Kamis, 28 Februari 2008

Soeripto: Tindak Tegas Obligor BLBI

JAKARTA, KAMIS--Nasib dua orang obligor Bantuan Likuiditas Bank Indonesia (BLBI) -- Syamsul Nursalim dan Anthony Salim-- akan ditentukan Kejaksaan Agung (Kejagung), Jumat (29/2) besok. Kejagung akan mengeluarkan pengumuman terbuka kepada publik, apakah kasus penyerahan aset pelunasan utang BLBI kedua obligor ditingkatkan ke tahap penyidikan atau tidak.

"Tunggu besok. Jam 10.00 WIB akan saya umumkan hasilnya," ujar Jaksa Agung Muda Pidana Khusus (Jampidsus) Kemas Yahya Rahman, Kamis (28/2). Kemas mengaku dalam pertemuan dengan Jaksa Agung Hendarman Supandji, ia telah menyampaikan hasil penyelidikan dua kasus BLBI.

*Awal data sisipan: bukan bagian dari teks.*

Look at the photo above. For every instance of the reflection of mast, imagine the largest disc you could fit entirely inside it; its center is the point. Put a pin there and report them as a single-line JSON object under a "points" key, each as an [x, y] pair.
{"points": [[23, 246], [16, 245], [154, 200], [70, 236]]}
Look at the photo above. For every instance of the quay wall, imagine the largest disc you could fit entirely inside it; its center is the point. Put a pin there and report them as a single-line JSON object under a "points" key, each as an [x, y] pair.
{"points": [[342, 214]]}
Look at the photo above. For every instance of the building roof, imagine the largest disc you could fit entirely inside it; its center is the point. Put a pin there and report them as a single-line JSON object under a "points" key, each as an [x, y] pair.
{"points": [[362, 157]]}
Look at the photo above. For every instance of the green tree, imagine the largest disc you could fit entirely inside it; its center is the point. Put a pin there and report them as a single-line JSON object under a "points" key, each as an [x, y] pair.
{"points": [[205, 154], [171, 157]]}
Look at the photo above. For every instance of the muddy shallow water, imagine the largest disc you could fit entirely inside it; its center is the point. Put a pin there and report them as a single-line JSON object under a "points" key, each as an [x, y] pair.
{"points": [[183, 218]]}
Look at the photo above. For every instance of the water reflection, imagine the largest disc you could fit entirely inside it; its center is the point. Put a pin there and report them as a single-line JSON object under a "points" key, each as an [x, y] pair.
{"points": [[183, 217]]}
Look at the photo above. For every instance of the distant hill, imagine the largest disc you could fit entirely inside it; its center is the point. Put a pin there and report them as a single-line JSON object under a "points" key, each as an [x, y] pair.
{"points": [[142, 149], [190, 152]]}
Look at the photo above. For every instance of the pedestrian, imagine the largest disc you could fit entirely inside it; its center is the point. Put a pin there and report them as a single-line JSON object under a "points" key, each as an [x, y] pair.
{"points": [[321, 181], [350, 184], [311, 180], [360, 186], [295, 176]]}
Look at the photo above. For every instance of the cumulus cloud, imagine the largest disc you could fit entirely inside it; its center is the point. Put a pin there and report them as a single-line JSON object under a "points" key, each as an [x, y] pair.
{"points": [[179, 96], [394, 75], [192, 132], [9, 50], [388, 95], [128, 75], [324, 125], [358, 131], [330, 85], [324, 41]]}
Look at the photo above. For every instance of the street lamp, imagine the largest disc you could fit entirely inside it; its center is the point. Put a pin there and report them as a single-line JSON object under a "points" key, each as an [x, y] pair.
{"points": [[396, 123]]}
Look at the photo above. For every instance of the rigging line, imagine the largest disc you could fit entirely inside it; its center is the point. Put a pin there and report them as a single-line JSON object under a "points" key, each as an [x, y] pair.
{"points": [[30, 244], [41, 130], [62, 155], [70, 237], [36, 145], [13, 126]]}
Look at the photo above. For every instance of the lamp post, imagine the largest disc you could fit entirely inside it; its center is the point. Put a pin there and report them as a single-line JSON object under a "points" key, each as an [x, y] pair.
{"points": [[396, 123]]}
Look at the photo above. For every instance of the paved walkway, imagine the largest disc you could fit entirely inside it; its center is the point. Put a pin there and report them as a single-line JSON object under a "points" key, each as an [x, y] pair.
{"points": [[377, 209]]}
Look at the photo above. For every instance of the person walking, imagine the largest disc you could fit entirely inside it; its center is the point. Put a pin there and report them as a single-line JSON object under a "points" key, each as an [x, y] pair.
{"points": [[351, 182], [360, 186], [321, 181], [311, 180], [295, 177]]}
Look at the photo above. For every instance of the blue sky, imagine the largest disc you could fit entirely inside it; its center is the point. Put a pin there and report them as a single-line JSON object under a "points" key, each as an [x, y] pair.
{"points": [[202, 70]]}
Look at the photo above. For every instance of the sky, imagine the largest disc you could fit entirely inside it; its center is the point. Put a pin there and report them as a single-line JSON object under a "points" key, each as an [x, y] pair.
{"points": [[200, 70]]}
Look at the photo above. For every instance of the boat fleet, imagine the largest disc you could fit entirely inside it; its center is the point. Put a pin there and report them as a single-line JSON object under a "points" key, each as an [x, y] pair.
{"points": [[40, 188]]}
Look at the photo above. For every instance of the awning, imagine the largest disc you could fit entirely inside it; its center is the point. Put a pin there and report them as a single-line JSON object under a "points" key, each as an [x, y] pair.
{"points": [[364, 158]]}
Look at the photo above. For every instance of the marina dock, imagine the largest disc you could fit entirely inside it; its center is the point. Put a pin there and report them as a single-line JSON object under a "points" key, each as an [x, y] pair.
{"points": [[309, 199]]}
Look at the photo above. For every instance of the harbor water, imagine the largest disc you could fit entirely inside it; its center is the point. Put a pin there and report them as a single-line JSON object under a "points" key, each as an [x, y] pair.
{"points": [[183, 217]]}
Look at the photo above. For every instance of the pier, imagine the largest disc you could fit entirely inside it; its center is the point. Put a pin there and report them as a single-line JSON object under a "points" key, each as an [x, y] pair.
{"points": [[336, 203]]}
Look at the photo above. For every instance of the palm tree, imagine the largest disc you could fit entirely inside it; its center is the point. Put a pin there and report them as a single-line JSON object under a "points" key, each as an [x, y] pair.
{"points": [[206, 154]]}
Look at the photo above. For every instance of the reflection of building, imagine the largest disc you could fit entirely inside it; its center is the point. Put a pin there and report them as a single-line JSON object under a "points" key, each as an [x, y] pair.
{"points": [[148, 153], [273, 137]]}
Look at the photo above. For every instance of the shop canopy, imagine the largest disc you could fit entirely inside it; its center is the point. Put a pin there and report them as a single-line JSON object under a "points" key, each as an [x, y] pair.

Sebelumnya, penyelidikan kasus BLBI dibuka 22 Juli 2007, bertepatan dengan Hari Adhyaksa (Kejaksaan). Untuk menyelidiki dan membongkar kasus itu, Hendarman merekrut 35 jaksa andal dari seluruh Indonesia. Target tiga bulan pertama ternyata tak tercapai. Karena itu harus diperpanjang selama dua bulan.

Akhir tahun 2007, ternyata tidak tuntas juga. Kemas meminta waktu lagi selama dua bulan lagi. Lalu apa hasilnya? Masih rahasia. Tapi yang pasti, Kejaksaan Agung akan blak-blakan mengumuman hasil penyelidikannya kepada publik. Kemungkinannya (alternatif satu), hasil penyelidikan diketemukan bukti tindak pidana sehingga akan ditingkatkan ke tahap penyidikan.

Alternatif kedua, kerugian negara diketemukan, akan tetapi tidak ada perbuatan melawan hukum. Jika skenario dua itu benar, maka kasus tersebut akan dilimpahkan ke Jaksa Agung Muda Perdata dan Tata Usaha Negara (Jamdatun) untuk dilakukan gugatan perdata. Sedangkan alternatif ketiga, tidak diketemukan kerugian negara maupun perbuatan melawan hukum. Bila skenario ketiga itu benar, maka kasus tersebut akan dihentikan penyelidikannya.

Anggota DPR RI dari PKS Soeripto hanya berharap kejaksaan mau bersikap keras yaitu menindak tegas para obligor. "Harapan saya, tindak saja semua obligor BLBI supaya mereka yang diperiksa dapat dijerat. Tidak ada alasan bahwa bukti-bukti tidak ada, cukup kuat bukti untuk diusut," kata Soeripto kepada Persda Network, Kamis.

Mantan Direktur Badan Koordinator Intelijen Negara (sekarang BIN) itu mengaku, mendengar adanya informasi yang menyebutkan bahwa berkas-berkas yang terkait Anthony Salim sangat minim. "Kalau tidak salah, berkas-berkas itu terbakar ketika kantor BI terbakar beberapa tahun lalu. Tapi itu tidak berarti bukti-bukti tidak kuat. Mengapa? Karena hasil audit BPK sudah cukup, ditambah lagi dengan hasil tim hukum dari Departemen Keuangan yang menyebut semua obligor itu bermasalah," kata Soeripto.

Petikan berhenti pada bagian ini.